Eventually, when the demand growth weakens and supply production finally begins to catch up, the basis for high prices fades and commodity prices weaken.

Often long after the surge in demand has faded, new commodity supplies come to market as long-term development projects mature. This tends to maintain plentiful commodity supplies for years after prices have fallen, keeping prices low for a long time.

Erten believes the current supercycle (she sees it as still ongoing) began in 2000.

It was probably powered by booming growth in China, which added huge demand for most commodities, eating up surpluses and surpassing the ability of commodity producers to keep up. The first two commodity supercycles she has studied were also driven by the creation of major, growing new demand.

Canadians saw evidence of that boom in fresh demand in high oil prices enriching Alberta and Saskatchewan from the early 2000s until 2013, when prices went from less than U.S. $10 per barrel to $148 at the 2008 peak.

Farmers saw it in spring wheat futures that went from U.S. $3 per bushel to $22 in 2008.

And Canada generally boomed as everything from coal to gold to lumber surged in price for years.

Even the world financial crisis of 2008-09 didn’t kill the commodity supercycle. After a brief relapse into lower prices, commodities soared again until 2012.

Where do we go from here?

Previous supercycles, Erten argues, ran from the late 1890s to 1932, 1932 to 1971, 1971 to 1999, and the present cycle. The beginning and ending dates are approximations because prices at the trough tend to be part of a years-long stagnation.

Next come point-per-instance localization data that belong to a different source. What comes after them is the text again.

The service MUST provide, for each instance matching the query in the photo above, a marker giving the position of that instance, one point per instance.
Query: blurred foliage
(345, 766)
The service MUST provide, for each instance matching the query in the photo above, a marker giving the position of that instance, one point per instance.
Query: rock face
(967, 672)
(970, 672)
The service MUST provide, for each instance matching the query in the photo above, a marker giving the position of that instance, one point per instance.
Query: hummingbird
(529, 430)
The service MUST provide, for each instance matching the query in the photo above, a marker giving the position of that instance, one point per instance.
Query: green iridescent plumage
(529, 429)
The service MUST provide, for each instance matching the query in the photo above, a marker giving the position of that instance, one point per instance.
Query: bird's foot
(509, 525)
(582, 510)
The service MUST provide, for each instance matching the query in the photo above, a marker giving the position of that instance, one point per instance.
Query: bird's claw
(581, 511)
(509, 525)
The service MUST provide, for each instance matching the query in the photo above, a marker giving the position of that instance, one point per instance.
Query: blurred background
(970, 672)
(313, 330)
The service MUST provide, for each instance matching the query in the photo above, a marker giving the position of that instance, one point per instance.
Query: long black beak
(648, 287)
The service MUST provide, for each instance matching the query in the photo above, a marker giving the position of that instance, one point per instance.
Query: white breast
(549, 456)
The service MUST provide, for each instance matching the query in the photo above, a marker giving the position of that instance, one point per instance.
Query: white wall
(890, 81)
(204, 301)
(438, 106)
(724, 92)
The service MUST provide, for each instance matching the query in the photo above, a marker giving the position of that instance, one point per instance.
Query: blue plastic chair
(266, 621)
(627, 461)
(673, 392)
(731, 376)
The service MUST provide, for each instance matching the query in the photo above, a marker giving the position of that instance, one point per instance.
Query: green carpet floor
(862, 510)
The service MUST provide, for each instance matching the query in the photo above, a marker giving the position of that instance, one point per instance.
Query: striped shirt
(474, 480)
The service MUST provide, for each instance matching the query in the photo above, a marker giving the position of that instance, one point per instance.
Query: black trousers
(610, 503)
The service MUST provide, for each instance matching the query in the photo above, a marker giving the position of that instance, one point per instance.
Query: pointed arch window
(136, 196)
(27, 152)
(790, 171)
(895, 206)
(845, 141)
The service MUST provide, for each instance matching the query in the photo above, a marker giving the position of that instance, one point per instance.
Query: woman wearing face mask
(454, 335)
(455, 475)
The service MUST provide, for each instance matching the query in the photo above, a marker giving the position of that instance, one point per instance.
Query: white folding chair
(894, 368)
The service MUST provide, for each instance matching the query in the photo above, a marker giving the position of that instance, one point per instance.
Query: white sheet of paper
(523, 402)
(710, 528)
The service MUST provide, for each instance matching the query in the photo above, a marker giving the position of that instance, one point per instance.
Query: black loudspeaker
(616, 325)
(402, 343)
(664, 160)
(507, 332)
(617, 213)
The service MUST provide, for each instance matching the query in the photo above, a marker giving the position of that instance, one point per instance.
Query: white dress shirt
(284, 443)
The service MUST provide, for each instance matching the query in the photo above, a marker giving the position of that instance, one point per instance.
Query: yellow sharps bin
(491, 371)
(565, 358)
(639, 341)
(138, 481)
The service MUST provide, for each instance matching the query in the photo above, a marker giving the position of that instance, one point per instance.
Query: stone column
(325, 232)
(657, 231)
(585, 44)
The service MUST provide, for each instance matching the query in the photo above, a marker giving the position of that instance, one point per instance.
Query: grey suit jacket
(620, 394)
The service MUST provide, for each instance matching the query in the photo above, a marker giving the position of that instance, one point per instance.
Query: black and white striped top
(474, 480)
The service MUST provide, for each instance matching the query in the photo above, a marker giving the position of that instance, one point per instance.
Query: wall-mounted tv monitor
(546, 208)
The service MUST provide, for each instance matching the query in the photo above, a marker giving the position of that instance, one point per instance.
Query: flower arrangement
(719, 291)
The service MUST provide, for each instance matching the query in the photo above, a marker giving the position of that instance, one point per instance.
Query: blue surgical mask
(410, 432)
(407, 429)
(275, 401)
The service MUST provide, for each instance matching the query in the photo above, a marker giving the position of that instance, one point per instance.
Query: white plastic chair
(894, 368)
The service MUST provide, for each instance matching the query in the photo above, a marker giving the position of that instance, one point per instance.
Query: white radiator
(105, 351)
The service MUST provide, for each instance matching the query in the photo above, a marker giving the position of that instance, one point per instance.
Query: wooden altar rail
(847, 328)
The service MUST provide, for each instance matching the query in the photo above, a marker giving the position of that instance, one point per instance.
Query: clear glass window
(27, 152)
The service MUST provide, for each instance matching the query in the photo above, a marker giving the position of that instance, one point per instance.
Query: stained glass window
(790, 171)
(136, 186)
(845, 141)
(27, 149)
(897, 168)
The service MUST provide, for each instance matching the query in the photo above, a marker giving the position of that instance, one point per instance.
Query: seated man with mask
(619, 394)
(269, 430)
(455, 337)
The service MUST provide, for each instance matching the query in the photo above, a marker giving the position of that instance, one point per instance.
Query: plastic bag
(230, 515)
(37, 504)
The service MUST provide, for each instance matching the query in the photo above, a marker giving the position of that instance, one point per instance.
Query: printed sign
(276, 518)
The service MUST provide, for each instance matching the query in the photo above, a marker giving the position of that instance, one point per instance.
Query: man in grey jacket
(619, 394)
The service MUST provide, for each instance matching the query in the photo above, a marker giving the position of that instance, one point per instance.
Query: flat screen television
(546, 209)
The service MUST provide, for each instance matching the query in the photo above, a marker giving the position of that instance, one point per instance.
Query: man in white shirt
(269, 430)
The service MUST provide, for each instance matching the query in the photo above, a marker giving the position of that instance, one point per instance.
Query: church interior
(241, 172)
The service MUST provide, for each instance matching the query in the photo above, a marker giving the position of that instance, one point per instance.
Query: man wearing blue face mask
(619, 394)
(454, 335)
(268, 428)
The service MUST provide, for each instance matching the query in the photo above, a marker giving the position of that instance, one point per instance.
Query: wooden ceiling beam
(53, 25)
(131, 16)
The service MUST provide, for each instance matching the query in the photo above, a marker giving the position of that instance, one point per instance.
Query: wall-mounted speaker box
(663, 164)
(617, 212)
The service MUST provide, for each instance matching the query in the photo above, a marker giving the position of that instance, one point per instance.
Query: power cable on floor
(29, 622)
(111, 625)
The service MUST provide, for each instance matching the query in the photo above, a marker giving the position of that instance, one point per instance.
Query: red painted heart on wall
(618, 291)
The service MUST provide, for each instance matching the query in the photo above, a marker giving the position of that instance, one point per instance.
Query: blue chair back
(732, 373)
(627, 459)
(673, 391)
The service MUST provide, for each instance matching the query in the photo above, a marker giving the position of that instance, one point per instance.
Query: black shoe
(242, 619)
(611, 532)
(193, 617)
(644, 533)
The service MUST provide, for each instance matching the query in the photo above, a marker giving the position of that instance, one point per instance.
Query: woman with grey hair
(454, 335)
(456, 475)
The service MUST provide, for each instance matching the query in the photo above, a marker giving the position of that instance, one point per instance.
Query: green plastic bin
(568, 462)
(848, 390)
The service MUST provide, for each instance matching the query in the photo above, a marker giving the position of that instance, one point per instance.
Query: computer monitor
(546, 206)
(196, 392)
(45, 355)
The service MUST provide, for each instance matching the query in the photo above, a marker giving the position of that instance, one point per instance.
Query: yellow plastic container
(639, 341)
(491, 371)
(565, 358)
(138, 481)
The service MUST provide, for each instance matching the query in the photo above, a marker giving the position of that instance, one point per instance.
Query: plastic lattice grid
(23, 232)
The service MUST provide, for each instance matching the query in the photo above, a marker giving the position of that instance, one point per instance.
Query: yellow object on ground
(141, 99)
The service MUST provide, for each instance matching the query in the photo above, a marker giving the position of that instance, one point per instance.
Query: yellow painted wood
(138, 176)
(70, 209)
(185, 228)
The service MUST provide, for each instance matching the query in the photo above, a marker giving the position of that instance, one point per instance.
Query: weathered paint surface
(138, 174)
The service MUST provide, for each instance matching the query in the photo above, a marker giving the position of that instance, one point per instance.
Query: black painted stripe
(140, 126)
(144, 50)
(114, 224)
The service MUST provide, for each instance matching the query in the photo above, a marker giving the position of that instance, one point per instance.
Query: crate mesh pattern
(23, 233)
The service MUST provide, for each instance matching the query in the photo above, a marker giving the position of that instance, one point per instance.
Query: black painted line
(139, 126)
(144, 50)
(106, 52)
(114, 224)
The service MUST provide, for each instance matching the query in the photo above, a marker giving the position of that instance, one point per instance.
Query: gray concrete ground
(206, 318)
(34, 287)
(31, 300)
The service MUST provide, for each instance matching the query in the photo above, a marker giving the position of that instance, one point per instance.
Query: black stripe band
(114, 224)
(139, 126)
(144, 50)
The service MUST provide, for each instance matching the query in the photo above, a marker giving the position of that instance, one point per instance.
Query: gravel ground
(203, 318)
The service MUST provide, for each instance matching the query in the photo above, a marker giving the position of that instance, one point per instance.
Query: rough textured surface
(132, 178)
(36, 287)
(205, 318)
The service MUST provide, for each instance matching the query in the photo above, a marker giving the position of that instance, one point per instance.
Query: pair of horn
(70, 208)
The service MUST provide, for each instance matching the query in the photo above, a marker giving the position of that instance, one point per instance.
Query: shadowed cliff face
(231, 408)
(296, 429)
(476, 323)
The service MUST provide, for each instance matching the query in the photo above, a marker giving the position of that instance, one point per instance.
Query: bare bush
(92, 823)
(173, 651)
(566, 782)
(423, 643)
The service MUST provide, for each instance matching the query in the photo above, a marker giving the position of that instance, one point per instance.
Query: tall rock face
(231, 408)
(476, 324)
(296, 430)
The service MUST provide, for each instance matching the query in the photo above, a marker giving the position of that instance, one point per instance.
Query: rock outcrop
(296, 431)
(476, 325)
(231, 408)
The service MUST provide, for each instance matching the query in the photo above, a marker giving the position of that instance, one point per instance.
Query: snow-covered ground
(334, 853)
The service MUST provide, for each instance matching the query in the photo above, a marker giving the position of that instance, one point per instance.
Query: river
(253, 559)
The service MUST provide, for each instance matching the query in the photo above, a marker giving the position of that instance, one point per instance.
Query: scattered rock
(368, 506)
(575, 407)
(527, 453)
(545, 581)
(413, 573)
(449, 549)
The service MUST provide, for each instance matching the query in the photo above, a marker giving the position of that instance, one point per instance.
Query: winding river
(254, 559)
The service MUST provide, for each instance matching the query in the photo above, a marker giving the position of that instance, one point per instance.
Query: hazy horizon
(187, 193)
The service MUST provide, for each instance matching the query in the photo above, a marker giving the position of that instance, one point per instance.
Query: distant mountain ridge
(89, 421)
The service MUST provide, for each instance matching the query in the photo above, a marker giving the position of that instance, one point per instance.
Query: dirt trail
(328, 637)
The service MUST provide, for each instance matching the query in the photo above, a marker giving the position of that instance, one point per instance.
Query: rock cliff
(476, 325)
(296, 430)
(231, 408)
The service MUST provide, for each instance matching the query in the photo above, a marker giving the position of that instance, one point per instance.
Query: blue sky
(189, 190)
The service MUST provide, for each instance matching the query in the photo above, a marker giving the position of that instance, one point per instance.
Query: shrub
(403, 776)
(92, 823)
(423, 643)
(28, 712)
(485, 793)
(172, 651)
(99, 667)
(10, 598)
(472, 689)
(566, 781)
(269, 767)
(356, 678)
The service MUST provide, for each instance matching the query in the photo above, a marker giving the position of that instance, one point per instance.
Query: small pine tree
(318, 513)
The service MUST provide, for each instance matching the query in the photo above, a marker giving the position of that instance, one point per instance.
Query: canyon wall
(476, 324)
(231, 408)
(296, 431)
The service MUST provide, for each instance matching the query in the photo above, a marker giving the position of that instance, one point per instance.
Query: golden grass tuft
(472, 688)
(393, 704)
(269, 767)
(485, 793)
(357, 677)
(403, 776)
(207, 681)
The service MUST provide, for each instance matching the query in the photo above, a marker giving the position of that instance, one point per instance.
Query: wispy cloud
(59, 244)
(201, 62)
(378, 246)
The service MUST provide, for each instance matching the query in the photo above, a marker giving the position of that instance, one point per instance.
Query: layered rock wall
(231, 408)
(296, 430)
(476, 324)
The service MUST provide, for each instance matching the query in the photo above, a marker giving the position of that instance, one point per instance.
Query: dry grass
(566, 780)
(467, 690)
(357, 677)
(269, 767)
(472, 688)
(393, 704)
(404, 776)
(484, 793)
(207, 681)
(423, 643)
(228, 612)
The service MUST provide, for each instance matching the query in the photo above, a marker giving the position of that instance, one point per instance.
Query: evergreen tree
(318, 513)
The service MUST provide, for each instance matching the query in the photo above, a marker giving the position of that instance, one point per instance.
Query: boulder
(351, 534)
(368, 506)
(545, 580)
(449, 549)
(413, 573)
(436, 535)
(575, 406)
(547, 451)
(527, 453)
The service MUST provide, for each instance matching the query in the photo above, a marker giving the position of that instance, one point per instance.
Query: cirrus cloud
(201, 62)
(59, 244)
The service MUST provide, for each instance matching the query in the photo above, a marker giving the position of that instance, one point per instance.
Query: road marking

Since the first two lasted 30 to 40 years, and this supercycle is “similar to the first two” in many aspects, Erten predicts a decade or more of weakening price support for commodities overall.

Erten said farmers can understand their likely economic situation better if they grasp the basics of the commodity supercycle and where we are inside it. There might be “little blips, fluctuations, a few years up, a few years down” in the next decade, but farmers should be prepared for overall weakness.

“If the historical supercycle (pattern) repeats… then it is likely to go on another eight to 10 years.”

They can also gain by knowing when to anticipate the next supercycle. Strong world economic growth for a number of years should be a good leading indicator.

“Deviations in global output from the long-term trend exactly predict these long term cycles in commodity prices,” she said.

Erten said people might see today’s economic recovery in the United States and Europe, and continued economic growth in China, as signs that another commodity supercycle could begin now.

But she stressed that growth itself is not enough; the growth must be strong and gaining momentum, which is currently not the case.

China, whose growth was probably the prime factor behind the 2000-onwards commodity supercycle, has fallen to about six percent per year.

“It will just not be enough to boost commodities demand as it was (when it was) growing at the double-digit level of the early 2000s,” she said.

That doesn’t mean there can’t be bull markets in various commodities, or for commodities overall, but those will probably be part of the normal business cycle and will fade when the business cycle, which is far shorter than a commodity supercycle, enters its weakening phase. Market players would describe that as equivalent to a bear market rally.

“I think it’s very premature to think that the next supercycle is here. For probably another decade it’s very unlikely we’ll see the next supercycle going forward,” said Erten “If we were to see it, it would be something very unusual.”